Violent Midnight DVD Review
Written by Steve Pattee
DVD released by Dark Sky Films
I want to be left alone. That's all. – Elliot Freeman
Written by Richard Hilliard (story) and Robin Miller
Directed by Richard Hilliard
Runtime – 90 minutes
Rated – Not rated
Lee Phillips as Elliot Freeman
Sheppard Strudwick as Adrian Benedict
James Farentino as Charlie Perone
Dick Van Patten as Palmer
Jean Hale as Carol Bishop
Lorraine Rogers as Alice St. Clair
Margo Hartman as Lynn Freeman
Kaye Elhardt as Dolores Martello
Sylvia Miles as Silvia
War veteran Elliot Freeman (Lee Phillips – The Hunters) is a man who just wants to live in solitude and work on his paintings.
But after he becomes one of the prime suspects in the violent death one of his models, all eyes are on him.
Then it gets worse, when another woman Freeman had been seen with turns up dead.
Oh, and his mysterious, violent past certainly doesn’t help matters any.
One cool thing about reviewing movies you’ve never heard of is the element of surprise. I have yet to read the back of a box cover of a movie sent to me to see what the film is about. I don’t want to be influenced in any way when watching a movie for the first time.
So I pretty much missed the “Psycho-esque” reference on the back of the box, which is a good thing. Because Violent Midnight is no Psycho. Not even close.
But that’s okay. Because saying Midnight is no Psycho, in this context, is like saying Starship Troopers is no Star Wars. They both might take place in space, but they shouldn’t be compared to one another.
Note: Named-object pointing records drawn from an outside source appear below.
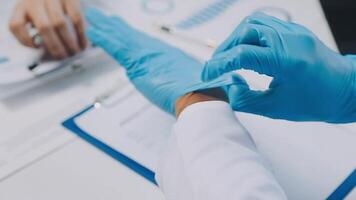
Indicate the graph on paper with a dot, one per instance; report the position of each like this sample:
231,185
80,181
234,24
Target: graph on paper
206,14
Both Midnight and Psycho have people that die on Earth, but they aren’t the same type of movie.
What Midnight is, is a film with a modest budget that tries its best to be suspenseful. And it succeeds, for the most part.
The movie makes it clear that neither Freeman nor Charlie (James Farentino – Dead & Buried), the other man suspected of the murders, are responsible for the deaths. It even does a pretty good job of setting things up so it’s believable that they would look guilty.
But the problem lies in the ending.
Minor spoilers below:
The ending is a twist ending. And if the twist had been set up better, it would have done wonders for the film. But, sadly, it seemed entirely too contrived to work. It’s almost as if, midway through the filming, the filmmakers decided to change the ending to one that would shock the audience, but didn’t go back and re-shoot anything to make it flow better — they just stuck in the ending with some half-assed explanation and expected the audience to buy it.
Yet, even with the ending, Midnight is still an enjoyable movie. It’s got a crazed killer, a decent enough story, a girls’ college, a slumber party at said college and Dick Van Patten (TV’s “Eight is Enough”) in his first movie role.
Yes, it was a pleasant surprise seeing lovable Mr. Bradford playing a cocky, arrogant detective throwing his weight around.
Good thing I didn’t read the back of that box cover.
Video and Audio
Midnight’s 4:3 OAR presentation is spotty at times, but overall, it’s a sharp looking picture.
The mono soundtrack is hit or miss. Sometimes it sounds as if the people are in an auditorium, other times a hallway. At one point, the voices don’t match the mouths. This is no doubt a source problem from looping, but it is distracting, at times.
English subtitles are available.
The commentary with Del Tenny, Midnight’s producer, is hit and miss. There is a mediator, but there is still a lot of dead air. In addition, rather than being scene specific, it feels more like an interview with Tenny about the movie.
There are trailers for The Horror of Party Beach and The Curse of the Living Corpse.
A photo gallery is also available.
Movie – C
Video – B
Audio – C-
Special Features – C-
Violent Midnight isn’t a blind-buy DVD by any stretch, but it’s not a bad watch by any means. Give this one a rental for sure.